Climate change, due to its significant global impact, has been the focus of many recent researches. Many businesses adapt their activities to be more compliant with climate change control, and these efforts are disclosed to the stakeholders and society at large. This research is conducted on leading companies in the Asia-Pacific (APEC) region from the Forbes Global 2000 Leading Companies list, from 13 APEC countries Beside the impact of culture, Based on the results, the presence of CSR committee is positively related to the climate change adaptation disclosure and Companies collaborating with NGOs reported a positive relationship with climate change adaptation. Conducting our study in APEC region and having a comprehensive view on the countries located in this region on one hand and considering the most successful companies on the other hand are among the originalities of our research. Also considering variables such as national culture, NGO alliances, CSR committees and top management’s commitment beside “climate change adaptation disclosure” is new in academic literature.
Article Preview
Top

Introduction

Climate change has become a recent hot topic among governments, businesses, and NGOs and after the Copenhagen Conference on Climate Change (December 2009). This is why different businesses and public figures are getting involved in climate control endeavors (ACCA & GRI, 2009; CIMA, 2010; Eberlein & Matten, 2009; Kolk, Levy, & Pinkse, 2008; Rahman Belal et al., 2010).

One of the main symptoms of climate change is the increasing global average temperature, also defined as global warming (UNFCCC, 2007).

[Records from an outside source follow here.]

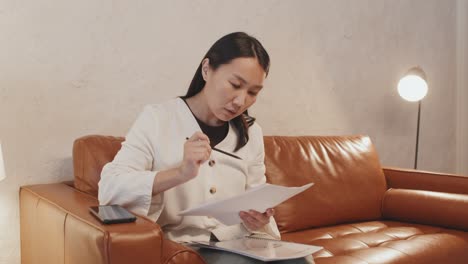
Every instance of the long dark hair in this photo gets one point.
(232, 46)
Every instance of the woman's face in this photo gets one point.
(233, 87)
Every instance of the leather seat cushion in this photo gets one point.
(385, 242)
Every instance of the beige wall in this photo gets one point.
(71, 68)
(462, 87)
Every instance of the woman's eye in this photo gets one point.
(237, 86)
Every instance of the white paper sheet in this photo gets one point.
(259, 198)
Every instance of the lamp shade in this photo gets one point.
(413, 86)
(2, 164)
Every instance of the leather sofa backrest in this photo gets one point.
(90, 154)
(349, 183)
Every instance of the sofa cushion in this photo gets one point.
(384, 242)
(349, 182)
(90, 154)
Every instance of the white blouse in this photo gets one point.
(156, 143)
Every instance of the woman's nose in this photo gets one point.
(239, 100)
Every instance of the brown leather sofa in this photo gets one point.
(358, 212)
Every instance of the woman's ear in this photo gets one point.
(205, 68)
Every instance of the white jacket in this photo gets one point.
(155, 143)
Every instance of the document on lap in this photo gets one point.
(259, 198)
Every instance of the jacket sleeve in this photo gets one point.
(256, 176)
(128, 179)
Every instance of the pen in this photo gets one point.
(224, 152)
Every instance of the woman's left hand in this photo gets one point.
(254, 220)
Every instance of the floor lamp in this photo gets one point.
(413, 87)
(2, 165)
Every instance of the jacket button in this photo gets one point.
(213, 190)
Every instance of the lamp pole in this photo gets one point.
(417, 136)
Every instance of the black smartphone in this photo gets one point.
(112, 214)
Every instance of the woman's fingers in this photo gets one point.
(255, 220)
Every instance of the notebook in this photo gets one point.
(261, 248)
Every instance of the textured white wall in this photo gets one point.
(71, 68)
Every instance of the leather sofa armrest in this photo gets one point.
(426, 207)
(423, 180)
(56, 227)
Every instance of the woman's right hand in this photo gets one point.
(197, 150)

As pointed out by the Intergovernmental Panel on Climate Change (IPCC), this increase began in the mid-20th century due to the increased concentration of greenhouse gas (GHG) emissions (IEA, 2009; Amran et al., 2014).

Climate change is fast becoming a major social issue. According to the IPCC, the planet’s structure is affected by human activities during the course of energy generation for powering global mobility and commerce, which subsequently affects the climate (IPCC, 2001). The Stern Report on the Economics of Climate Change (Stanny & Ely, 2008; Vijn et al., 2007) stated that the global gross domestic product (GDP) will decrease if the amount of carbon emission does not decrease in the near future. Increased awareness on the significance of climate change has prompted many companies to carefully define their operations and quantify their activities.

Over the past two decades, governments have begun implementing or drafting policies to measure and address climate change, including the reduction of GHG emissions. In addition to the climate change management systems, businesses have begun developing innovative ways to decrease GHG emissions, improve waste management systems, and increase usage of renewable energies (Kolk & Pinkse, 2007, Sullivan, 2010; Amran et al., 2016). These activities influence the brand image of companies, which makes it easier for them to expand in the near future. (Esty, 2007; Wittneben and Kiyer, 2009, Sie and Amran, 2021). This is why many companies try to come up with strategies for climate change and use them as tools for managing environmental and sustainable development (Baumgartner, 2014; Amran et al., 2016).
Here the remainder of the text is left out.